"It's one of the most difficult problems we face, to tell you the truth," says Bill Carter of Carter Financial Management in Dallas. "It's one of those things that you have to work with, and it's hard."
A Wrong Approach
Advisors are unanimous in criticizing the stringent proposals as being unfair to the overwhelming majority of corporate executives who are fair and honest people, who could be forced to put their financial futures into jeopardy. Many, they say, already own portfolios that are dangerously concentrated in company stock and options.
"The current era of scandals caused by a few notorious executives has created a climate of suspicion of all corporate executives, but that is very undeserved," says Tim Kochis, CEO of Kochis Fitz Wealth Management in San Francisco. "Most of them are very hard-working individuals who are doing a good job for stockholders and employees. Most of them are not jerks. But there are always some bad apples out there."
Carter says he understands the reasoning behind such proposals, but opposes the across-the-board action. "The proponents of it are saying that if you have more money involved in it you'll put forth a greater effort," he says. "But as a planner, I don't like it. There are a lot of things that can happen that an executive can't control. I don't agree with that. I think it's unfair for those executives."
Such high retention requirements go so far as to contradict safeguards put in place to protect investors, says Alexandra Armstrong, chairman of Armstrong, MacIntyre & Severns Inc., in Washington. For instance, Armstrong says, such a policy "really conflicts" with the prudent investor rule. "Now, that's the guideline for estates and trusts, that you have to be the most conservative and if you don't you're not being a prudent investor. But if you're going to have any consistency in philosophy, then you have to be consistent with it in all respects," she says.

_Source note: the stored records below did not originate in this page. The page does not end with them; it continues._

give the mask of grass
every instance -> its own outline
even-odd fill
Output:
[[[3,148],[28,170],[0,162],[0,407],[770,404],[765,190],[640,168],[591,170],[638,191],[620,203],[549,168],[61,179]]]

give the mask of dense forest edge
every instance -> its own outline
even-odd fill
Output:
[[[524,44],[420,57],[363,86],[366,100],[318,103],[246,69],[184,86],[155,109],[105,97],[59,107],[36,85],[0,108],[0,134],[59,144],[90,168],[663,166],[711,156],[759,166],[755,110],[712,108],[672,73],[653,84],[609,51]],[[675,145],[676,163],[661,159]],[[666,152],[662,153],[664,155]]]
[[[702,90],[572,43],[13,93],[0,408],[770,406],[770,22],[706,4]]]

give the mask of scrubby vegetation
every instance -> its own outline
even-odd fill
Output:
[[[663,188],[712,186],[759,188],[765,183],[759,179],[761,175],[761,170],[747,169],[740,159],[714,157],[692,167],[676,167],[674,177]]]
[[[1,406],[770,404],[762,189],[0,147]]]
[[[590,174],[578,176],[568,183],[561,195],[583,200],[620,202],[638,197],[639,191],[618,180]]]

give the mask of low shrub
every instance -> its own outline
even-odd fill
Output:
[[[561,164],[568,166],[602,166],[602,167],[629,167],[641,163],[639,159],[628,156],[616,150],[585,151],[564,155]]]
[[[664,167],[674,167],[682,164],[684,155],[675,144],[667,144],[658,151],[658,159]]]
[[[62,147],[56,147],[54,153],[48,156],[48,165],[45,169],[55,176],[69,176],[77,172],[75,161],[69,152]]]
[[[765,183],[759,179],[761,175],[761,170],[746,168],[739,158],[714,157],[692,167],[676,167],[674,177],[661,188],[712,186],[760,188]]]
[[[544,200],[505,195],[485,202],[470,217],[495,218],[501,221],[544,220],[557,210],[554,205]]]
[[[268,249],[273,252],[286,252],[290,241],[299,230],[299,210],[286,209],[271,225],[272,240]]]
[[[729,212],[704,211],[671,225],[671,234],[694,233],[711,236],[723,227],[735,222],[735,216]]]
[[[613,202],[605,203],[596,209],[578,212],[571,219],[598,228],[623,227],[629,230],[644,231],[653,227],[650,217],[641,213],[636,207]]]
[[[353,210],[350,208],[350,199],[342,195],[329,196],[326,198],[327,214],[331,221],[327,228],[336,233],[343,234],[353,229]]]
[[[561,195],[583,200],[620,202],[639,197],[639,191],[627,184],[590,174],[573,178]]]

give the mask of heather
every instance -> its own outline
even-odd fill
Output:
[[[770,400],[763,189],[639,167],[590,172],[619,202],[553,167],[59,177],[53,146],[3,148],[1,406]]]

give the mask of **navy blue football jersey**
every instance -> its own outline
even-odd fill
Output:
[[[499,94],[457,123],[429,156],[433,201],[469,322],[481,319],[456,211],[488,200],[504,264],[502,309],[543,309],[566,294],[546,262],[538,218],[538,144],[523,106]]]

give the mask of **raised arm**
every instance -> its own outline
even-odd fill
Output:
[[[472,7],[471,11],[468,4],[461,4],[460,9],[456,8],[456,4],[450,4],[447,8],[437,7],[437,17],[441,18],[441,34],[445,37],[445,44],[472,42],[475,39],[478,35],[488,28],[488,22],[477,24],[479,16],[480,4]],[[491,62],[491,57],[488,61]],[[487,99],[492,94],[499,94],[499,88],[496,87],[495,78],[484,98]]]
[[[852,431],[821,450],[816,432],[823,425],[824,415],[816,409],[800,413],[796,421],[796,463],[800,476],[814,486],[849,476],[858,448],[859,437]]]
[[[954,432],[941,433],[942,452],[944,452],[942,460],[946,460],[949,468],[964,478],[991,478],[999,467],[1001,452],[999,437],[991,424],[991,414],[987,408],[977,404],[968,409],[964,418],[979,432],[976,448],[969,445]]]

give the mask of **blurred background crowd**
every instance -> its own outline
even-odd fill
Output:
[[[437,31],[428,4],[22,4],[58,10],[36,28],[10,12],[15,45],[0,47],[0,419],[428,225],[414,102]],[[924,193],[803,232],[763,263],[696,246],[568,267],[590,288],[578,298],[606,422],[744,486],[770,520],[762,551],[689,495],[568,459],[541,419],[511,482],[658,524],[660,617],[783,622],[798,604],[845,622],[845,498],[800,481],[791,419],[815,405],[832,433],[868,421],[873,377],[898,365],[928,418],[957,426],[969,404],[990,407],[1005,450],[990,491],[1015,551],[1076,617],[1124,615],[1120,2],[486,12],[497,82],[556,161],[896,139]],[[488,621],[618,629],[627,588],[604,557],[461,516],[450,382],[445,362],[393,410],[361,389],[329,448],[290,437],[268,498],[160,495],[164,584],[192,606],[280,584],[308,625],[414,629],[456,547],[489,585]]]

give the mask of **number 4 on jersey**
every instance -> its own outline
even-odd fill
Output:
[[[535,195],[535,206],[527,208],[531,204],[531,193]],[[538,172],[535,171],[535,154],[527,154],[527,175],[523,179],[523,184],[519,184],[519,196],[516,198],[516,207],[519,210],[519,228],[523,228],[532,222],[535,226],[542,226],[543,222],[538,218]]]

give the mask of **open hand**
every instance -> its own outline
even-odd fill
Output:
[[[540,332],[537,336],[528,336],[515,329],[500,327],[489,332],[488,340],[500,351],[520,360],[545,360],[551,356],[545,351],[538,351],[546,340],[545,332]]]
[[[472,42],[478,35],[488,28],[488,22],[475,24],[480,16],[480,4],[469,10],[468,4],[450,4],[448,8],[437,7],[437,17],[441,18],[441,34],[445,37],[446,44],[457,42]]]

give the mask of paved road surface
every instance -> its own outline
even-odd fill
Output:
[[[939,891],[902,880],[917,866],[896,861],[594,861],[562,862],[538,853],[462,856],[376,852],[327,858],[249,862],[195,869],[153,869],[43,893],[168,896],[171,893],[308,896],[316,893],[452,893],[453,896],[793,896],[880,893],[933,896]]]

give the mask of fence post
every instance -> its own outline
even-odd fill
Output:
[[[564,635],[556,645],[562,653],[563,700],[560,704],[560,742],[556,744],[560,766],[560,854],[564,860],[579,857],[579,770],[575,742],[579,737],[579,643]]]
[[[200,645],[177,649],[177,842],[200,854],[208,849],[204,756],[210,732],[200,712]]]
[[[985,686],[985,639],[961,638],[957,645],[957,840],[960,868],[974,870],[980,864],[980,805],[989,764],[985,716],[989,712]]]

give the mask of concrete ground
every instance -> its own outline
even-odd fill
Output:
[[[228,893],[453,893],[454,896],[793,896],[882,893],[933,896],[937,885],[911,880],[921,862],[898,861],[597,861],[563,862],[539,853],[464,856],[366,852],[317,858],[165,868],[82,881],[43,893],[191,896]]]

Advisors also see an irony behind the issue: Their problem over the years has been convincing executives to exercise options and reduce heavily concentrated positions in their company stocks. They describe CEOs, CFOs and vice presidents who suffer from "myopia" about the virtues of their company's stock, senior executives who face a corporate culture-without any written policy-to hold options and stock, fears of tax liabilities or running afoul of regulators, and even old fashioned loyalty as constant roadblocks on the path to diversification.
"You have to help them to try to see what is difficult to see-that it's not what they know about their company that makes the stock price, it's what everyone else thinks they know about the company that makes the stock price," says Kochis. "And you can't control that. You are the potential victim of a lot of other peoples' ignorance. You need to protect yourself."
The problem isn't a new one but trends in corporate governance policies are compounding it. "I've been in the investment business for 30 years, and this has been a trend for as long as I've been in it," says Armstrong. "Often you find it was much more a matter of company loyalty."
Many advisors say their clients cite appearances-how selling off stock would be perceived. "Often these people are worried about how it will look to the analysts or on the Street, or to the people under them, " says Carter.
Timothy B. Brown of Brown Wealth Management LLC in Woodbury, Minn., also finds that appearances within the company loom large for many executives. "If you're a senior executive and you're seen selling that stock, you must be looking for a new job. And the same if you're selling your options. A lot of people have that problem-they don't want to be seen selling that stock," Brown says.